O mundo que invento - da série Tijolos Poéticos

Sei que há um pouco de tudo, de sol, de chuva e de improviso neste momento. A poesia que invento é só sentimento e razão, nenhum propósito fora disto.

O instante é um flash, mas o que fixo permanecerá por algum tempo; a palavra que teço despretenciosamente é pouco, mas é o sumo do tempo, um vento que me desalinha derepente.

O melhor que tenho é o que dou espontaneamente: abraço, riso, o resumo de um sentido. A palavra pode ser canção, papel no lixo, pode ser um toque, um rock, poeira no canto.
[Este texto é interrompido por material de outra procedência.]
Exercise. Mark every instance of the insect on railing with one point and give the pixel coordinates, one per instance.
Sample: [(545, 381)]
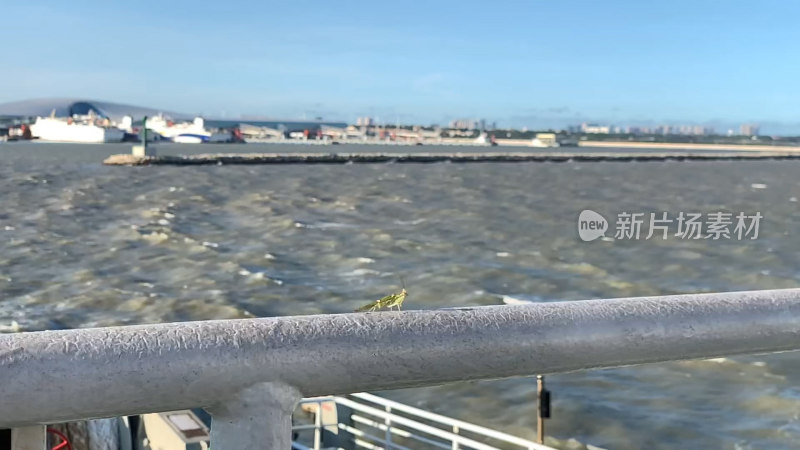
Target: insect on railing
[(251, 373)]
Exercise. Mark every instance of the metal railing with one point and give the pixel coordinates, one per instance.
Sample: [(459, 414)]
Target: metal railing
[(375, 421), (251, 373)]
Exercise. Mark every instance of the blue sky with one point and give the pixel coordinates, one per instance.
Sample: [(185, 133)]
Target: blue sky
[(535, 64)]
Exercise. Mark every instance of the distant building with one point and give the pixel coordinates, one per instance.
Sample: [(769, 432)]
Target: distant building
[(593, 128), (749, 129), (365, 121), (464, 124)]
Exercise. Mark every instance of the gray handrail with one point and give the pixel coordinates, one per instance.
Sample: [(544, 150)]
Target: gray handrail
[(263, 366)]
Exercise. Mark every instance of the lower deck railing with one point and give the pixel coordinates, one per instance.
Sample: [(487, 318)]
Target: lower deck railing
[(250, 374)]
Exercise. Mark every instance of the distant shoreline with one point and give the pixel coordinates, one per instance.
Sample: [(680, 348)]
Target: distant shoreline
[(690, 146)]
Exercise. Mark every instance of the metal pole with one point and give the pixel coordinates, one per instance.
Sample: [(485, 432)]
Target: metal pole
[(539, 415), (29, 438), (165, 367), (258, 417), (144, 133)]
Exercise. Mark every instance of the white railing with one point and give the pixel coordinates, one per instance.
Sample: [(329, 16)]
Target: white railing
[(375, 421), (255, 371)]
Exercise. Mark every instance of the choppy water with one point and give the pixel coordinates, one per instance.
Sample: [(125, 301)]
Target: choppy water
[(86, 245)]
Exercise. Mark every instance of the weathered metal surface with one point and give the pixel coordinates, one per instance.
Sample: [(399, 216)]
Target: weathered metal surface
[(65, 375)]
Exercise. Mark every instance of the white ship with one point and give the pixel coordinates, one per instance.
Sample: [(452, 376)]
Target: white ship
[(545, 140), (86, 129), (186, 132)]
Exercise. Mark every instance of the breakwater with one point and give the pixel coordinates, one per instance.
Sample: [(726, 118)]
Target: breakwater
[(343, 158)]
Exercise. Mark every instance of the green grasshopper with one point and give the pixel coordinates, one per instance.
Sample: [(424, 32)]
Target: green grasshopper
[(390, 301)]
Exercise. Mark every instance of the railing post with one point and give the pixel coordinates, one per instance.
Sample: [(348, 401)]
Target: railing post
[(388, 423), (318, 427), (539, 412), (257, 417)]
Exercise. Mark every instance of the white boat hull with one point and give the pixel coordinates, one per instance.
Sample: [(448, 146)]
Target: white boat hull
[(59, 130)]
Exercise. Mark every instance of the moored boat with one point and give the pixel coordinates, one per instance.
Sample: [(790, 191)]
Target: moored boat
[(186, 132)]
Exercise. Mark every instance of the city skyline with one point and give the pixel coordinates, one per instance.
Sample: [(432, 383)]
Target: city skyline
[(517, 64)]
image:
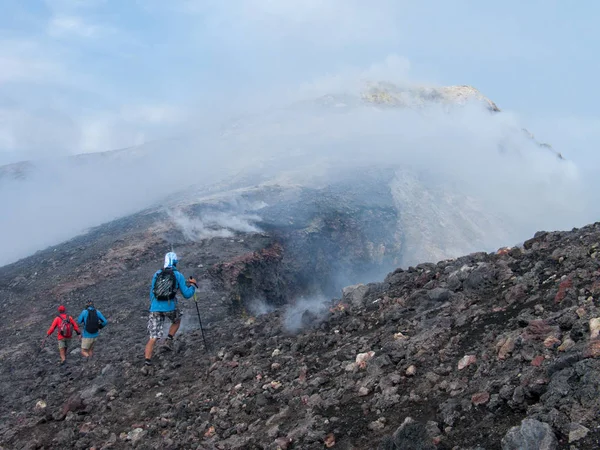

Ninguém percebe, mas milagres acontecem a todo instante. A oração, a promessa cumprida; quem pede e quem agradece, quem perde e quem se dá bem, o monge zen, o pastor pregando na praça.

O latido de um cão distante me traz uma lembrança do tempo de criança, uma canção antiga, uma certa dor de barriga. O abraço de um amigo, o sorriso de uma criança, aquecem sempre.

As melhores coisas acontecem sem start, sem máquina. O que mais importa não se liga na tomada: quem se ama, um reconhecimento, um mero agradecimento, uma flor singela ou toda a primavera.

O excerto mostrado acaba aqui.